Monday, October 11, 2010

Learning From Everything

In a world in which information is so abundant and easily accessible as it now, there is no reason one has to go to school or to college to learn anymore -- because one is learning all the time, from everything, if the mind is simply paying, or giving attention -- which is to have an open mind.

But in a world in which we are taught to compete incessantly for attention, the one with all the power is the one who gives attention -- and is aware and can fully appreciate what everybody else is doing. That is always the most powerful person in the room -- he who knows what everybody else is doing, and not all those so caught up in what they are doing, that they have no idea that anything else is going on.

Such people are conditioned to be "busy" compulsively, and so their minds and bodies are never still and quiet -- to observe what is happening, but rather think, that nothing happens, unless they make it happen. And so they think that whatever happens, happens because of their efforts -- and only their efforts. Nothing is known, unless they know it -- and are the first to know it, and until they do, it is the unknown.

That was knowledge in a previous time -- something personal and private, and not accessible to anyone else as well. Such knowledge became a process of time and effort -- which made it a virtue and accomplishment instead of the readily accessible, obvious and verifiable.

That was a paradigm shift that changed the world -- and how we think of it. But our cultural institutions and occupations, have not caught up to that new reality -- and keeps insisting, that nothing has changed, so we still need to do things the way they've always been done before, which in the old school education, is to learn it from the properly designated and certified expert for that instruction.

Immediate knowledge and insight, is not permitted; one must take the time-consuming route as the only indication that one has properly learned the material -- in the properly accredited course of instruction. Any other manner, is still not recognized -- although it is becoming more difficult to ignore, deny, control, and manipulate/deceive.
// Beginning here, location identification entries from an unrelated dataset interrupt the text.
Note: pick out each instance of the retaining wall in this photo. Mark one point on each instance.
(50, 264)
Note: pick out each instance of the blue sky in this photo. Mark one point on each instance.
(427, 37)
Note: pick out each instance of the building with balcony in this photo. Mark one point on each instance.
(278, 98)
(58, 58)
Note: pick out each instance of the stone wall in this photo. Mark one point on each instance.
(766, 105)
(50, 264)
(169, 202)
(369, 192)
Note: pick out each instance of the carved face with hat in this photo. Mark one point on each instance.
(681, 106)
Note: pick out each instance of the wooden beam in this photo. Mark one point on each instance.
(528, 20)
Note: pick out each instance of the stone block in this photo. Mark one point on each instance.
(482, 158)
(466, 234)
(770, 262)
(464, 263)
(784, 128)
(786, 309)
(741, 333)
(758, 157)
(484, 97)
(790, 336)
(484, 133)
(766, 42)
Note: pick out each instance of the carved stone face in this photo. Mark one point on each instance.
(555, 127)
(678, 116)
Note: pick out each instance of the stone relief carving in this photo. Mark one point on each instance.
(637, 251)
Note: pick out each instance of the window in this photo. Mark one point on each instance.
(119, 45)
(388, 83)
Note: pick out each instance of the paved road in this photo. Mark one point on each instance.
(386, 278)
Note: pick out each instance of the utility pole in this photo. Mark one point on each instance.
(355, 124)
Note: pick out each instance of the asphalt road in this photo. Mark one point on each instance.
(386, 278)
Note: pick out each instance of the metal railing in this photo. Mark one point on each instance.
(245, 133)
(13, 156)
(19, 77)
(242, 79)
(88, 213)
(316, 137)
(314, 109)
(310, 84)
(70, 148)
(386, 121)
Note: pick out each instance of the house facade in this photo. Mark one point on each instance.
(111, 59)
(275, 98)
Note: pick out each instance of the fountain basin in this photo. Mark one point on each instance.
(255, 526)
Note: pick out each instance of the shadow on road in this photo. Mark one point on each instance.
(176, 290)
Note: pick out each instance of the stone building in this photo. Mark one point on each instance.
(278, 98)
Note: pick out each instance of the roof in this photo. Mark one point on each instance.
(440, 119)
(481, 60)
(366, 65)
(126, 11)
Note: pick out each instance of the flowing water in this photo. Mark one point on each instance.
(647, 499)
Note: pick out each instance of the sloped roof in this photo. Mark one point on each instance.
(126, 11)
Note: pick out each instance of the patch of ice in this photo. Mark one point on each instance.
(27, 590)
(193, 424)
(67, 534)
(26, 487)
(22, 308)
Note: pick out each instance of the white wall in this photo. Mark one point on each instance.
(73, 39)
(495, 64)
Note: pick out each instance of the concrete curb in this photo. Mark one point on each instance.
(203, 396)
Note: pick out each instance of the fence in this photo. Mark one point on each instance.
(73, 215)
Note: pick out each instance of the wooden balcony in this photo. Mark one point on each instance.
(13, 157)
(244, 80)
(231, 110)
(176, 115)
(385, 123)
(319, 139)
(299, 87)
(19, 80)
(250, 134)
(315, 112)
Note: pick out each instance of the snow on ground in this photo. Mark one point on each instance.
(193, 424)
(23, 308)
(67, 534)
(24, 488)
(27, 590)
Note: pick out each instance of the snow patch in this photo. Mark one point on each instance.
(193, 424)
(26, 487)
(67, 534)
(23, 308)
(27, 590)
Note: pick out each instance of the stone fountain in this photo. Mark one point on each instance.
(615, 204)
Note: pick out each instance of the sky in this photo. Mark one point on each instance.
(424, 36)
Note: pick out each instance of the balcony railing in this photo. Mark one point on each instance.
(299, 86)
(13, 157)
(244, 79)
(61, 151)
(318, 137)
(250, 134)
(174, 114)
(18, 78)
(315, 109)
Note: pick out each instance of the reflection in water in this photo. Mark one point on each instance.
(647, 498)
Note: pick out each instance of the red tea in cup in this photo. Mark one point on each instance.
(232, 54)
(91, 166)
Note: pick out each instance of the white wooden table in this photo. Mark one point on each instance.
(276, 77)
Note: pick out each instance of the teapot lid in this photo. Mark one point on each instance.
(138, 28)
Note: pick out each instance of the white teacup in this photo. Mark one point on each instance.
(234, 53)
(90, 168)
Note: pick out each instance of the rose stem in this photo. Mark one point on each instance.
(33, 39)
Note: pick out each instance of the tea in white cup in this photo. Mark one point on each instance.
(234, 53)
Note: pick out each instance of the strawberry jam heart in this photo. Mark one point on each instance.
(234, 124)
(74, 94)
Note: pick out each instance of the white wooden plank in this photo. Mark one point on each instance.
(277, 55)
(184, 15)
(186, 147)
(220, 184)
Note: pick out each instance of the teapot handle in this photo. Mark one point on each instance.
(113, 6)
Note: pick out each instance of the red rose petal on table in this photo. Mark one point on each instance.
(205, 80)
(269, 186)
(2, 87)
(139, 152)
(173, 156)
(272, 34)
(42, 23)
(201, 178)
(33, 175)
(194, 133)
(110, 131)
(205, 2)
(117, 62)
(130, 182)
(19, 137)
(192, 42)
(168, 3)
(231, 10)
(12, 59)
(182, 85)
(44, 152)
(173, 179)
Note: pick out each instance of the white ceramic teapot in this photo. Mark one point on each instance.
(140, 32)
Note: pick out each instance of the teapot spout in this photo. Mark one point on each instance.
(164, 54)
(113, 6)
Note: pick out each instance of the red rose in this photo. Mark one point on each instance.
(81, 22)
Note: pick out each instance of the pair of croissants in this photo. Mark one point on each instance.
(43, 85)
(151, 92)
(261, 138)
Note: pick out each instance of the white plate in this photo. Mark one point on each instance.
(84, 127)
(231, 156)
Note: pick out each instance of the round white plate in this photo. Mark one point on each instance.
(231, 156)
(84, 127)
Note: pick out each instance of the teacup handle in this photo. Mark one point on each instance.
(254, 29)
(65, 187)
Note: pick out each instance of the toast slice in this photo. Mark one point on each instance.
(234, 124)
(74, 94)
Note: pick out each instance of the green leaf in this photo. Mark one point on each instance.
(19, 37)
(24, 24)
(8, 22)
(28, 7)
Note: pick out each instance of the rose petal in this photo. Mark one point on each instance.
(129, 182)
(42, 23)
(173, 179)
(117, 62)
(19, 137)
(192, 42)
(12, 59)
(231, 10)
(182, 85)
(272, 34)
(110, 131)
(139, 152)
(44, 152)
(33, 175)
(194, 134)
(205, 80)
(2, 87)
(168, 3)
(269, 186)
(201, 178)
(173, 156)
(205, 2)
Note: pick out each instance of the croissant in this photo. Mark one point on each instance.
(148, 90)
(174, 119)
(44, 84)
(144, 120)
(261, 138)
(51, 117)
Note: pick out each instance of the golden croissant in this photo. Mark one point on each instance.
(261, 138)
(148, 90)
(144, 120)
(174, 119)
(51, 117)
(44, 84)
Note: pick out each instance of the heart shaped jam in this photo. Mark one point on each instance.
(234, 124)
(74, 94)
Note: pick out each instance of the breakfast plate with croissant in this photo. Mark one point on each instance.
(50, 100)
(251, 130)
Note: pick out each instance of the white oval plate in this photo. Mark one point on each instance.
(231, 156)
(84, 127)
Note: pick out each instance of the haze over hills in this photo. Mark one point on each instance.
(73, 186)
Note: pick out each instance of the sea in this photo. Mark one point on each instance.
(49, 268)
Who has authority, and speaks with authority? And who just pretend to do so? Who decides?

It is determined by those with the most confidence to do so. Not just those with self-confidence, but confidence without the self- imposing its limitations of understanding and observation, which is only the incessant need to be right and feel superior. That is not knowing oneself -- and so everything one knows, or thinks they know, is only a projection of their own needs and desires, and not the thing they think they "know."